/ 5 April 2012

Cape art picks: April 6 2012

Published last year, Phaidon’s Vitamin P2 anthology presents an overview of “the best new contemporary painting from around the world” as selected by an international team of art historians, critics and curators.

That South African Lisa Brice is among the 115 artists selected is testimony to her immense talent. Brice is a consummate poet of the unseen. Working in a variety of media, she interprets the unreality of the world, as well as the abstraction behind the representation and vice versa. Her new exhibition is no exception. Produced over the past two years, Throwing the Floor explores the possibilities of vivid colour, how it is perceived optically and the effects of the after-image. As Coline Millard, writing in Vitamin P2, states: “Just as [Brice’s] painting hovers between figuration and abstraction, her figures occupy the limbo between the living and the dead.”

Goodman Gallery, 3rd Floor, Fairweather House, 176 Sir Lowry Road, Woodstock, until April 14. Tel: 021 462 7573. Website: goodman-gallery.com.

â–  Much has changed in South Africa since Zackie Achmat spoke at Simon Nkoli’s memorial service and announced that a protest and fast would be held on December 10 1998 to fight for access to treatment for HIV/Aids. But much has also stayed the same and the challenges of HIV/Aids treatment remain just as pressing, complex and politically charged in the post-Mbeki, post-denialist era. It is this context that provides a backdrop for The A.R.T. Show, a new visual art exhibition curated by Carol Brown and David Gere that examines HIV/Aids treatment and its representations.

An acronym for antiretroviral treatment as well as a signifier of creativity, the title provides a framework for an eclectic selection of works in a multiplicity of media.

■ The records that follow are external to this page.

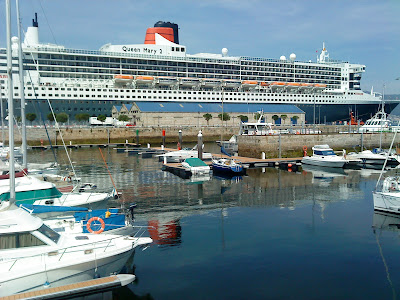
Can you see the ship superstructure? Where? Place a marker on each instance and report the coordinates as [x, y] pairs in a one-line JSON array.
[[83, 81]]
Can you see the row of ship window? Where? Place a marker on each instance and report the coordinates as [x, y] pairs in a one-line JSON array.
[[172, 98]]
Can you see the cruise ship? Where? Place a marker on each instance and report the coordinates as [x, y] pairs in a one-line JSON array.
[[84, 81]]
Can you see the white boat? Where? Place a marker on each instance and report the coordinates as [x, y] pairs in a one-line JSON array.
[[196, 166], [230, 146], [34, 257], [324, 156], [378, 123], [388, 198], [30, 190], [377, 157], [181, 155]]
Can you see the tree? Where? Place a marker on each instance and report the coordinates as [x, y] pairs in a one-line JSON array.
[[31, 117], [62, 117], [243, 118], [123, 118], [226, 117], [101, 118], [82, 117], [50, 117], [208, 117]]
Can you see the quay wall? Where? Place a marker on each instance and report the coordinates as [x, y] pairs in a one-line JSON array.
[[292, 145], [104, 135]]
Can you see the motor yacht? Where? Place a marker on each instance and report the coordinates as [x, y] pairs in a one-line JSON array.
[[33, 256]]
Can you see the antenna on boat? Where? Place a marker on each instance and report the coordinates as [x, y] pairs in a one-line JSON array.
[[21, 88]]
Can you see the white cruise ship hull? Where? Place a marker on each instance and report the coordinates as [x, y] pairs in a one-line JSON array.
[[323, 162], [388, 202], [40, 279]]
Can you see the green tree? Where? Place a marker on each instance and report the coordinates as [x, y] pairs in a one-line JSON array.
[[31, 117], [50, 117], [82, 117], [123, 118], [208, 117], [101, 118], [226, 117], [243, 118], [62, 117]]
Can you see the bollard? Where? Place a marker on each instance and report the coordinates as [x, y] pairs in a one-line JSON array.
[[163, 134], [200, 145], [280, 146], [180, 140]]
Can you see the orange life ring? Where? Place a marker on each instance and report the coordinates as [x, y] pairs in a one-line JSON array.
[[88, 227]]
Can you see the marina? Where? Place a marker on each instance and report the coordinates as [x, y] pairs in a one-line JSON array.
[[146, 169]]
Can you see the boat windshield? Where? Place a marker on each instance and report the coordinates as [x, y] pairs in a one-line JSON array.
[[324, 152], [49, 233]]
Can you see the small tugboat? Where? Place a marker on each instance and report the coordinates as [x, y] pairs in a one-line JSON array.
[[228, 166], [324, 156]]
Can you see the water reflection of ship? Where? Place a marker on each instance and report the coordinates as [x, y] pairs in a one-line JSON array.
[[165, 232], [324, 175]]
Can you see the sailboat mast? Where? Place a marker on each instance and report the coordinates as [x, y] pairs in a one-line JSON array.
[[21, 89], [10, 104]]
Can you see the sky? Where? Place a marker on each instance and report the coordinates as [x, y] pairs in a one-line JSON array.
[[358, 31]]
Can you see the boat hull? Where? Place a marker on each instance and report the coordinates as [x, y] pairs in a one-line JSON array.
[[387, 202], [323, 163], [87, 270]]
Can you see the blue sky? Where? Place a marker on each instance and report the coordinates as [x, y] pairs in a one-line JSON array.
[[359, 31]]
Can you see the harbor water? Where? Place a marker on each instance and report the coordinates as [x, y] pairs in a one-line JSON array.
[[272, 234]]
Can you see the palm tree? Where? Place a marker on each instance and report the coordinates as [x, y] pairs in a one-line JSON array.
[[208, 117]]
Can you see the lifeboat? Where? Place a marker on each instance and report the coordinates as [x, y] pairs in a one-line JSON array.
[[144, 79], [123, 78], [305, 86], [207, 82], [292, 86], [319, 87], [231, 83], [165, 80], [249, 83], [189, 81], [277, 85]]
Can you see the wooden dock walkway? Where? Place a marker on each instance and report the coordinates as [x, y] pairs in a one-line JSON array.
[[76, 146], [79, 289]]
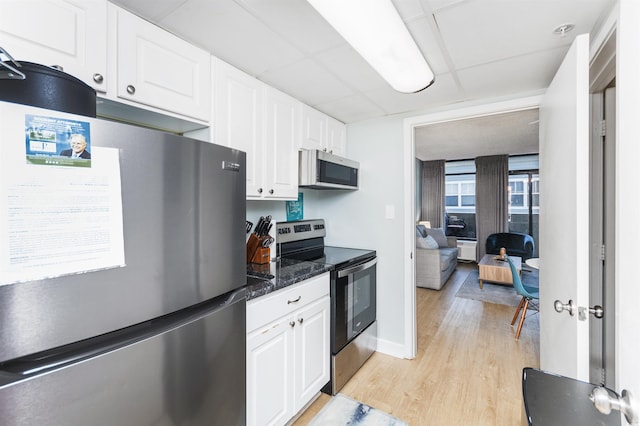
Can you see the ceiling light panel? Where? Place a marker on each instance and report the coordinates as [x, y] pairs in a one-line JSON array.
[[376, 31]]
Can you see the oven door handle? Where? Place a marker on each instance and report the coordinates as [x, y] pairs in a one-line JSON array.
[[344, 272]]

These include large collaborative works by the Art and Global Health Centre at the University of California in Los Angeles, the Woza Moya group and the Keiskamma Art Project, as well as individual works by leading artists such as William Kentridge, Clive van den Berg, Fritha Langerman, Lunga Kama and United States-based artists Sarah Anjargolian, Narineh Mizraean and Daniel Goldstein.

Michaelis Gallery, University of Cape Town Hiddingh campus, Orange Street, Gardens, until April 26. Tel: 021 480 7170. Website: michaelis.uct.ac.za.